Here I am not saying that to be in a state of objectless happiness is to be in the same state you are in when you are happy that p. You can be happy that p even when you’re not happy, so they can’t be the same state. But when you are happy, that state of happiness can take an object: if you are in that state for the reason that p, then that state of happiness is a state of happiness that p.
It might be worth exploring a parallel account of belief in terms of reasons to believe something. Consider RAB:
(RAB) You believe that p iff p is among your reasons to have some belief or other.

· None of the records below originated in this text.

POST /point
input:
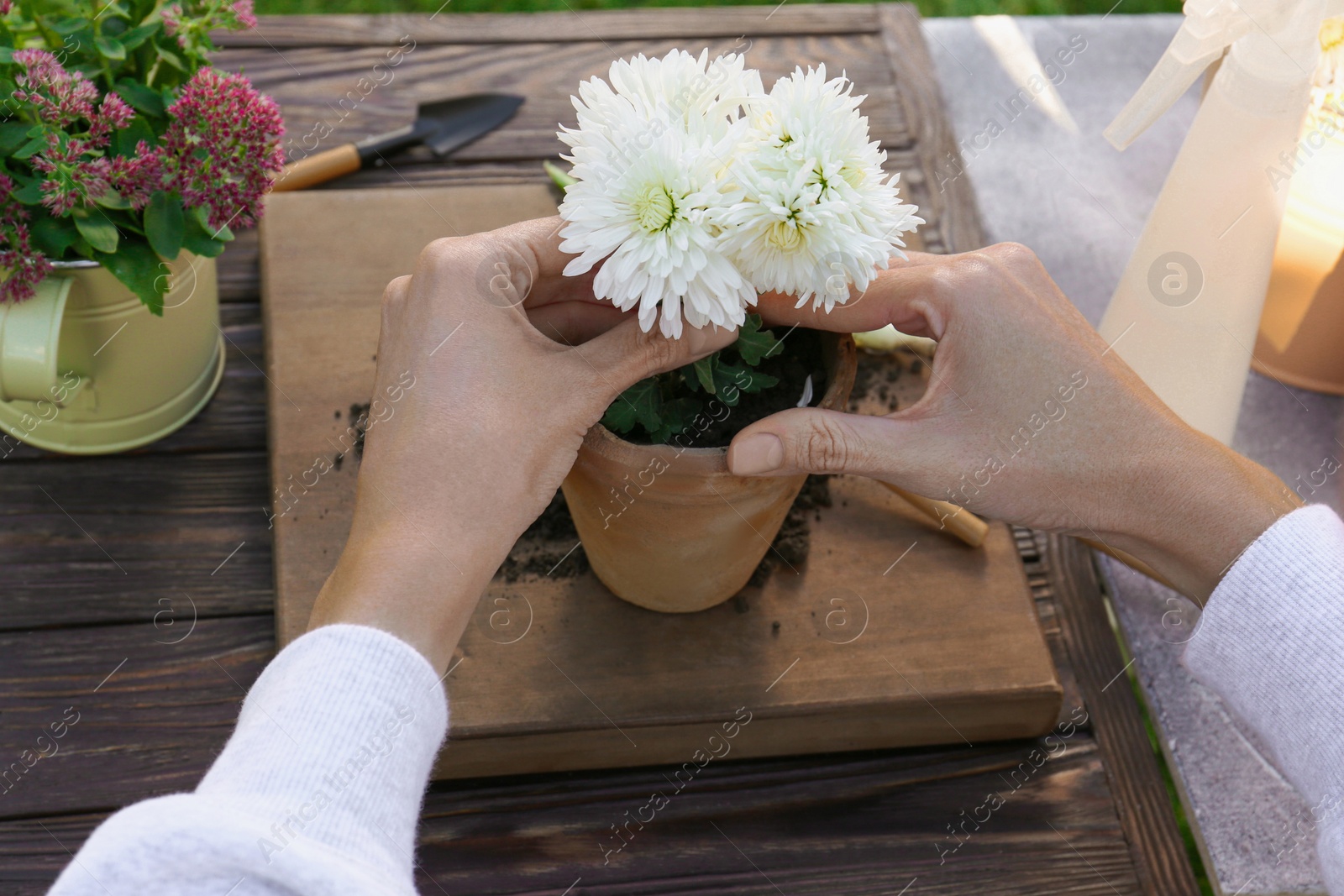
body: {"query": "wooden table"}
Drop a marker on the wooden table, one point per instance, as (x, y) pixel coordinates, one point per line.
(138, 589)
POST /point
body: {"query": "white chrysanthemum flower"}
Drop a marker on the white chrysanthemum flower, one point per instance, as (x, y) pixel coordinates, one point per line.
(656, 223)
(817, 215)
(648, 155)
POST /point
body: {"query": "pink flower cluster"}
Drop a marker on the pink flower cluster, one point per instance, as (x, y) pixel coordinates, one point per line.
(77, 172)
(60, 97)
(234, 16)
(222, 140)
(20, 266)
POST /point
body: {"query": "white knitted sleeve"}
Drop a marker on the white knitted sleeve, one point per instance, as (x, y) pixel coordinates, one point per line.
(1270, 642)
(318, 792)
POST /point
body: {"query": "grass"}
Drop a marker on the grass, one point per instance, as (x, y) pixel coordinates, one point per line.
(927, 7)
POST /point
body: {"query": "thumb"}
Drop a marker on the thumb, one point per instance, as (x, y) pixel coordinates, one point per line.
(811, 439)
(625, 355)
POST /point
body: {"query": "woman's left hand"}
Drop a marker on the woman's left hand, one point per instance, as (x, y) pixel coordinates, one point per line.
(483, 396)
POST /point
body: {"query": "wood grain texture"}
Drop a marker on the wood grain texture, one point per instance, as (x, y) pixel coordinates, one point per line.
(948, 204)
(336, 96)
(1144, 806)
(948, 649)
(154, 707)
(857, 824)
(870, 825)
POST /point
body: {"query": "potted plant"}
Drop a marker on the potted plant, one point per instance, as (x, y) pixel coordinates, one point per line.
(696, 190)
(125, 164)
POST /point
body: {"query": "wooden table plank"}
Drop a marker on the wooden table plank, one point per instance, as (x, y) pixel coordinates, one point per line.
(151, 715)
(1142, 799)
(555, 27)
(866, 824)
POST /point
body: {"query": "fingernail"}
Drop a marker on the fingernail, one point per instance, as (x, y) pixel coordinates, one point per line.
(759, 453)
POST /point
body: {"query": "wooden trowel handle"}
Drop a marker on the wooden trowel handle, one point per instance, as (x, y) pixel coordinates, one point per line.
(318, 170)
(961, 523)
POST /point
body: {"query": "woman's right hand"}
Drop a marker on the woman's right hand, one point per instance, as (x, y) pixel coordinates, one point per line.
(1028, 417)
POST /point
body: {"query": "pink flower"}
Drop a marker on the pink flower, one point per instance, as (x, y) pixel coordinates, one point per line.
(60, 97)
(113, 114)
(71, 179)
(138, 177)
(20, 266)
(222, 140)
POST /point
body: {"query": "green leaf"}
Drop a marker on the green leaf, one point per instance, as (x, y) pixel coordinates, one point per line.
(111, 47)
(172, 60)
(165, 224)
(30, 194)
(140, 97)
(112, 199)
(705, 372)
(71, 26)
(756, 344)
(124, 141)
(98, 230)
(748, 380)
(54, 235)
(636, 406)
(201, 239)
(139, 268)
(134, 36)
(676, 417)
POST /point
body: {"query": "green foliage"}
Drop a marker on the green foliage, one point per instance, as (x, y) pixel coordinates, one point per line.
(124, 47)
(667, 403)
(165, 224)
(139, 268)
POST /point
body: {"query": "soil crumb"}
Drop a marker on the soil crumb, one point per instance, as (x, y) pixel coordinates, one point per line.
(550, 547)
(360, 419)
(792, 544)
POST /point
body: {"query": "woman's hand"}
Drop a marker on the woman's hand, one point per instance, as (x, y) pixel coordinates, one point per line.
(490, 390)
(1030, 418)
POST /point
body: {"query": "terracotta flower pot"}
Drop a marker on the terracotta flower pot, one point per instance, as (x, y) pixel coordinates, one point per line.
(669, 528)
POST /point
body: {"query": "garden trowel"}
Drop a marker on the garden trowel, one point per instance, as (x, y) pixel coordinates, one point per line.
(444, 127)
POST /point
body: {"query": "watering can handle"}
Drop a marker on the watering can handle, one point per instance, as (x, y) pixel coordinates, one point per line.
(30, 333)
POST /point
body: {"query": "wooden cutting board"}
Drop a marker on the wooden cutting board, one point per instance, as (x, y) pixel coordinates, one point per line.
(891, 633)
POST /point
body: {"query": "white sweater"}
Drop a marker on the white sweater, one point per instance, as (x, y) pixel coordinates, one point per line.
(320, 788)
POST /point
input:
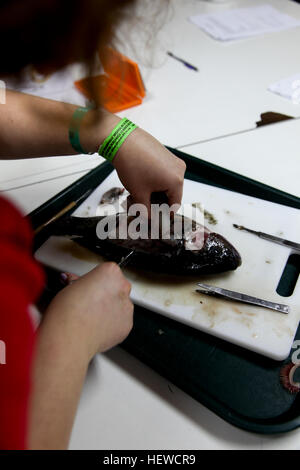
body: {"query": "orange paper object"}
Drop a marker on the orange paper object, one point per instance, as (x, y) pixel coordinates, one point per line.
(121, 86)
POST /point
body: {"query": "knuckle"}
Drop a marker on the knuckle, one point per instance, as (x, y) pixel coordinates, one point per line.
(112, 267)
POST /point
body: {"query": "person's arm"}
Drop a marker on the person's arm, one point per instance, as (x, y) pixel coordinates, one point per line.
(91, 315)
(35, 127)
(31, 126)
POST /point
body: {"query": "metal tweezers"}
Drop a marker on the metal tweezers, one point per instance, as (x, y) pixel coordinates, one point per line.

The left-to-right direction, while not obviously true, seems not obviously false, either. If you believe that p, then p seems likely to be a motivating reason of yours to have some belief or other. For instance, that p is true seems a particularly convincing reason to believe p. Likewise with the right-to-left direction. If p is among your reasons to have some belief or other, it seems like you must believe that p. So I do not here mean to commit to a denial of RAH-type accounts of believing that p. I mean only to say that there are differences between happiness and belief that make it that an advocate of RAH need not commit to a corresponding view of belief.